Encryption security may not be secure anymore, if a breakthrough being touted as ‘possibly the biggest event in computer science and financial services for 50 years’ is proved correct.
The breakthrough by students at the University of Toronto allows huge integer numbers to be factored quicker than previously thought possible, meaning encrypted files can be broken into in as little as ‘100 hours compute time’.
All current banking transactions, digital signatures, network communications, credit and debit card transactions, not to mention personal communications on platforms such as WhatsApp, use encryption.
We have always been told that encryption is the most effective way to achieve data security.
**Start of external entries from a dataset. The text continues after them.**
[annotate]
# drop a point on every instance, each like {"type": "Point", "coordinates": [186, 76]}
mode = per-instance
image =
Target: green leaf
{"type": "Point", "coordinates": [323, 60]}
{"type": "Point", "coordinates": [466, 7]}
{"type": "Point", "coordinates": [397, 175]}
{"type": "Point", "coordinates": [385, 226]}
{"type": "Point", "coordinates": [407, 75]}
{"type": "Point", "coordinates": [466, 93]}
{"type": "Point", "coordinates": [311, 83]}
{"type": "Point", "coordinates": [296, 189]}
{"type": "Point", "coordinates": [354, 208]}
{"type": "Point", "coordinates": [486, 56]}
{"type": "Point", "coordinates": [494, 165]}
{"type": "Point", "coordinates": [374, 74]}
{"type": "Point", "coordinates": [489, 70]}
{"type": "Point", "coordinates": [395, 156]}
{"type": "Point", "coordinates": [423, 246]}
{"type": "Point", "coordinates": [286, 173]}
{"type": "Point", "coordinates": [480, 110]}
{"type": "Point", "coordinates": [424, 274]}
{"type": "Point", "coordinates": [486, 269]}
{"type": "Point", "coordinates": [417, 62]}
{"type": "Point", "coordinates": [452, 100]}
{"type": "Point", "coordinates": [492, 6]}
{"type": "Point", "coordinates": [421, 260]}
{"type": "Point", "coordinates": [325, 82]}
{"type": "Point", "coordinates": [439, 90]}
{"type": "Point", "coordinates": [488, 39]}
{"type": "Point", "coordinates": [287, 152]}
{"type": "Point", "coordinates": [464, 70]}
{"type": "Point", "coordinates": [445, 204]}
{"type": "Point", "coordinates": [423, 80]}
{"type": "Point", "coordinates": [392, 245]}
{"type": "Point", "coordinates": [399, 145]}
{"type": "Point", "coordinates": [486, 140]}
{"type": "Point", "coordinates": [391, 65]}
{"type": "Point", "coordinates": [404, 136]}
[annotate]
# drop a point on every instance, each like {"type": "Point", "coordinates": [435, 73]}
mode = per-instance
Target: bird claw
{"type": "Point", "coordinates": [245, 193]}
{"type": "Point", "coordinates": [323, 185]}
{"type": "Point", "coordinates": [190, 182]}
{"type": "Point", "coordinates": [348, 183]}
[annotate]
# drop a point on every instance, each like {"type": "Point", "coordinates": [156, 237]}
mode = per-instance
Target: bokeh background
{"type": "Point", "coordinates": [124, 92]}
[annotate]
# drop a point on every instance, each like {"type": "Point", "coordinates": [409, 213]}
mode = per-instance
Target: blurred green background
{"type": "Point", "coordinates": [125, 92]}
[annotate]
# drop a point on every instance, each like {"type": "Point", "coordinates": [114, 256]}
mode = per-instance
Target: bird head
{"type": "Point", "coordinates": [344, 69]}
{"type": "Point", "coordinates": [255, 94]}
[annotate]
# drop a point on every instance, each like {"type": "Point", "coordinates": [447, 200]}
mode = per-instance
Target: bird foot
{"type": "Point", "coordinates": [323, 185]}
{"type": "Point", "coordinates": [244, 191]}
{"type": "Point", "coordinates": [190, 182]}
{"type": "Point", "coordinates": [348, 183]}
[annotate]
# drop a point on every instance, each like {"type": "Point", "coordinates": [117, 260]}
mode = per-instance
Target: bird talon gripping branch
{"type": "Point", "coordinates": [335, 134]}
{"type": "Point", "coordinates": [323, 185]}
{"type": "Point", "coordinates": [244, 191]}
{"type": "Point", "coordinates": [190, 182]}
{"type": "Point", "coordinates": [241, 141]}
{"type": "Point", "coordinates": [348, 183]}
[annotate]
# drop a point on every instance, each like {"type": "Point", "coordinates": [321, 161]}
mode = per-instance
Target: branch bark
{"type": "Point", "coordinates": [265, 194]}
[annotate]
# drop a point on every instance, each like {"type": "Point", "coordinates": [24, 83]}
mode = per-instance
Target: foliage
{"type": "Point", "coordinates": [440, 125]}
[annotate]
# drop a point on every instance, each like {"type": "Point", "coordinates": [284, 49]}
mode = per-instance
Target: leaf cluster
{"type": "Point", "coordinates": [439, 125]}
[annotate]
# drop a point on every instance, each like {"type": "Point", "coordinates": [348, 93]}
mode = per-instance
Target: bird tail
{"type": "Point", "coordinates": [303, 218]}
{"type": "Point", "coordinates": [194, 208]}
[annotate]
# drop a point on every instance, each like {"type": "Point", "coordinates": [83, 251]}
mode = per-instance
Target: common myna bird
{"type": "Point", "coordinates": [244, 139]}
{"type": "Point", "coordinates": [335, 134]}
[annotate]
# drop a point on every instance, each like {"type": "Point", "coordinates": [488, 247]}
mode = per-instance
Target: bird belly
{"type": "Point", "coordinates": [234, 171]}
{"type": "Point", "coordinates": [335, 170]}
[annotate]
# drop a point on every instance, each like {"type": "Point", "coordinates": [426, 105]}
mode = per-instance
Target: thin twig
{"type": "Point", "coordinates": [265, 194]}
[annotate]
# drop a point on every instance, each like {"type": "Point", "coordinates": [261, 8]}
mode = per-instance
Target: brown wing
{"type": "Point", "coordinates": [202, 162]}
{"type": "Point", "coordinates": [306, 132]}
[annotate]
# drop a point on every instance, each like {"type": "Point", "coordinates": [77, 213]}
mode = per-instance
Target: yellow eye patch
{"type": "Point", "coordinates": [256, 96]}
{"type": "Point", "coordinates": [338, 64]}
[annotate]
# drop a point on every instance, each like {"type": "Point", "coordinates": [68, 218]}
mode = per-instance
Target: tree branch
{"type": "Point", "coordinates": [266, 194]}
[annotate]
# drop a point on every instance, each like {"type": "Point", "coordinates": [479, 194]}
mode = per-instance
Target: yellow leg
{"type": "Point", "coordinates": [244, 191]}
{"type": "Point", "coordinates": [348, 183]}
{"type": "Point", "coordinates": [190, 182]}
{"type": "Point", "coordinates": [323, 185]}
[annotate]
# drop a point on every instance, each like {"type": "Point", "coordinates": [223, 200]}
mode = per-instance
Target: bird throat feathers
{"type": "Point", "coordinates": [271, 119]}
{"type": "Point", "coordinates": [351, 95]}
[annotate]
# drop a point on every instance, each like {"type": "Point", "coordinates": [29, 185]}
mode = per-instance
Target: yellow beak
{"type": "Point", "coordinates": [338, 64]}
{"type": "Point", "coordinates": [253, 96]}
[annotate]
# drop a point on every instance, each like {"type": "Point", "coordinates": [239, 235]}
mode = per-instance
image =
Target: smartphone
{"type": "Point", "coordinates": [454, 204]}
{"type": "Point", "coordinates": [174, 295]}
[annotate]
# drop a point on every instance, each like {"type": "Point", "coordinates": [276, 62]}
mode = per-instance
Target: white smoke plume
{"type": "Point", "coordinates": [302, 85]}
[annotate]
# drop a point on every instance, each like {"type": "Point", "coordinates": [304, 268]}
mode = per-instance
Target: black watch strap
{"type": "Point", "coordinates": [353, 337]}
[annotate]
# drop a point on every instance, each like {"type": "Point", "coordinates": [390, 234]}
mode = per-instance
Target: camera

To read an encrypted file, you must have access to a secret key or password that enables you to decrypt it.
How did they do it?
The University of Toronto academic press release:
AES-256 Encryption Possibly Now Broken After New Method To Speedily Factor Integers Greater Than 128 Bits Found
Mathematics Dept./Computer Science Dept.
Factoring of large integers using estimation of weak intermediate key points along a quadratic curve has been discovered by Dept. of Computer Science PhD candidates xxxxxx x. xxxxxxxx xxxxxx and Dept. of Mathematics MSc candidate xx xx xxxxx and his visiting professor advisor xxxxxx xxxxxxxxx (PhD, Princeton University).
Quadratic Curves embodied within numeric sentences such as Fibonacci Sequences, Non-Evenly Divisible Values including PI, Catalan Numbers, Mersenne Primes, were examined by IBM-sourced data mining software originally developed as part of the Deep Blue project which became the core for IBM’s Jeopardy-winning Watson SuperComputer.
The University of Toronto students were awarded thousands of hours of CPU time on an IBM Watson-based supercomputing system as part of a Youth in Computer Sciences Initiative sponsored by the Government of Ontario and Government of Canada.
After completion of the data mining experiment, the students found that intermediate keys created specifically within the AES-256 encryption algorithm had cryptographically weak output that followed a Quadratic curve when initial keys contained identifiable Fibonacci sequences, non-evenly divisible values including PI, Catalan numbers and Mersenne primes which allowed the students to estimate possible integer factors allowing them to recover the initial encryption key within as little as 100 hours compute time.
The students and their advisor will be presenting an abstract of their final paper at the August 1 to August 4 2016 Conference on Applications of Computer Algebra at the Kassel University, Kassel, Germany.
As part of the presentation, source code will be distributed for peer review and an announcement on further papers and conference appearances will be forthcoming after the conference in Germany.
Any organisation with a computer powerful enough to factor huge interger numbers quickly will be able to gain the key to unlock any file, and it won’t only be governments, corporations and large institutions who can afford supercomputers. The students at the University of Toronto were using an IBM Watson supercomputer that has an IBM Power Server System of 80 teraflops. Anyone with the right know how can purchase the same CPU horsepower for around $25,000 these days.
Which sounds like a lot, but not when you consider that you could use it to wire yourself $2 billion in a SWIFT money transaction or stock trade account by impersonating CitiGroup or Goldman Sachs.
Trillions of dollars is at risk if this information is let out. Does the university realize how dangerous this discovery could be? Perhaps they do, because the press release has been removed and they are not responding when asked if they still plan to release the source code and take the abstract of their final paper to the conference in Kassel, Germany.
According to industry experts, the discovery also raises the question of whether the ‘flaw’ was actually an inbuilt component of encryption technology, introduced on purpose by its creators or encryption standards modifiers.
If this is the case, governments may have had the skeleton key to unlock every encrypted file in the world all along.
From financial transactions to personal communications, it is possible nothing has been truly secure and private.